| 要旨トップ | 目次 | | 日本生態学会第66回全国大会 (2019年3月、神戸) 講演要旨 ESJ66 Abstract |
一般講演(ポスター発表) P1-192 (Poster presentation)
一般に可視-近赤外波長の連続分光反射率の測定は、植物体の色素や有機物などの化学組成、細胞の成長段階を反映するため、葉や果実において非破壊かつ多角的な評価を可能にしている。本研究では、分光技術を土壌からの養水分吸収の役割を果たす樹木細根に用いた。細根の反射率に樹種間で違いがあるかを調べるとともに、寿命や生理機能を表す根特性と反射率の関係から、細根の反射率が表現する根の性質を明らかにすることを目的とした。対象樹種は、長野県南部の温帯林における針葉樹5種と広葉樹7種の計12種とした。対象木から根系を辿り細根系を採取し、洗浄した。根端から分岐を数えた次数分類を用いて、1次根から4次根までの無傷な根系を測定サンプルとし、427-977 nm (3.6 nm刻み、153バンド)の連続分光反射画像を撮影した。その後、4次根系の形態(平均根直径、比根長、根組織密度)、化学(窒素、カルシウム、カリウム濃度)および解剖(中心柱/皮層割合)を測定し、連続分光反射率との関係を解析した。

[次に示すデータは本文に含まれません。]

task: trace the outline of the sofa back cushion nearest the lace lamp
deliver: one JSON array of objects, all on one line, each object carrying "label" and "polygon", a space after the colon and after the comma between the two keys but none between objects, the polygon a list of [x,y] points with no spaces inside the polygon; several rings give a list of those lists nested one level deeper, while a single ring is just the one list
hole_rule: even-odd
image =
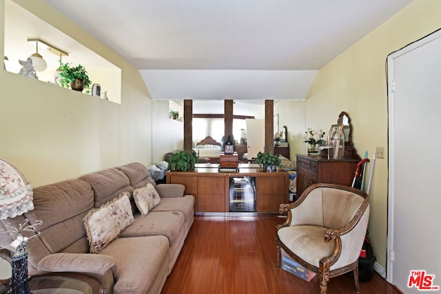
[{"label": "sofa back cushion nearest the lace lamp", "polygon": [[41,231],[38,240],[50,253],[87,253],[88,240],[82,220],[93,204],[92,187],[87,182],[66,180],[34,188],[34,209],[25,213],[25,217],[31,224],[43,222],[36,227]]}]

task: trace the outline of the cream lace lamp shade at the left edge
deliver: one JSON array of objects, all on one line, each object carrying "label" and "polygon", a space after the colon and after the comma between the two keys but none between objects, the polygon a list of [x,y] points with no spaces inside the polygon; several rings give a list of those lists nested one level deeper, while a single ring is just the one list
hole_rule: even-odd
[{"label": "cream lace lamp shade at the left edge", "polygon": [[0,220],[34,209],[32,185],[17,167],[0,159]]}]

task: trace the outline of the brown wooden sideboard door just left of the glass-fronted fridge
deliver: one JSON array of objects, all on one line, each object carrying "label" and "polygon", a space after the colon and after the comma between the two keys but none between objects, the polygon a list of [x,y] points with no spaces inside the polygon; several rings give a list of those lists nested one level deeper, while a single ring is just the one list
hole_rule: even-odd
[{"label": "brown wooden sideboard door just left of the glass-fronted fridge", "polygon": [[225,212],[225,176],[199,176],[198,211]]}]

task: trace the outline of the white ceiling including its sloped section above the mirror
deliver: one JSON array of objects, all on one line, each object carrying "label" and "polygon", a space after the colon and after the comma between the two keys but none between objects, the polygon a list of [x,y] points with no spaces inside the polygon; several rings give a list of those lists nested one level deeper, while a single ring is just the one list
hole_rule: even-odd
[{"label": "white ceiling including its sloped section above the mirror", "polygon": [[45,0],[139,68],[154,99],[304,100],[411,0]]}]

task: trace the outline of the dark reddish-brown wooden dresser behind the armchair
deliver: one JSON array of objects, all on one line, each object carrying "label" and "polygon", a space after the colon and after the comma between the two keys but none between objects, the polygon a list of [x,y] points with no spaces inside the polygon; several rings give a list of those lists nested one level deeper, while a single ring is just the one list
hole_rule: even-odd
[{"label": "dark reddish-brown wooden dresser behind the armchair", "polygon": [[327,159],[320,156],[297,154],[297,197],[317,182],[351,186],[357,163],[356,158]]}]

12樹種の根系の連続分光反射率は、全ての樹種において920 nmをピークとする山形の曲線を示した。一方で樹種間の差が各反射率でみられた。連続分光反射率から代表的な4バンド(青:478 nm, 緑:546 nm, 赤:648 nm, 近赤外:847 nm)の反射率と根特性の関係を調べた。根特性のうちの5項目(平均直径、比根長、根組織密度、カルシウム濃度、中心柱/皮層割合)はそれぞれ特定の波長で有意な相関がみられた。この結果から、無傷の根系を測定することができる分光反射率を調べることで、根系の形態、化学、解剖的な特性を多角的に評価できることが示された。また、各樹種の根特性と分光反射率の関係を理解することで、種間を超えた根特性の一般的な評価を可能にし、土壌中の細根機能のより正確な推定を可能にすることが期待される。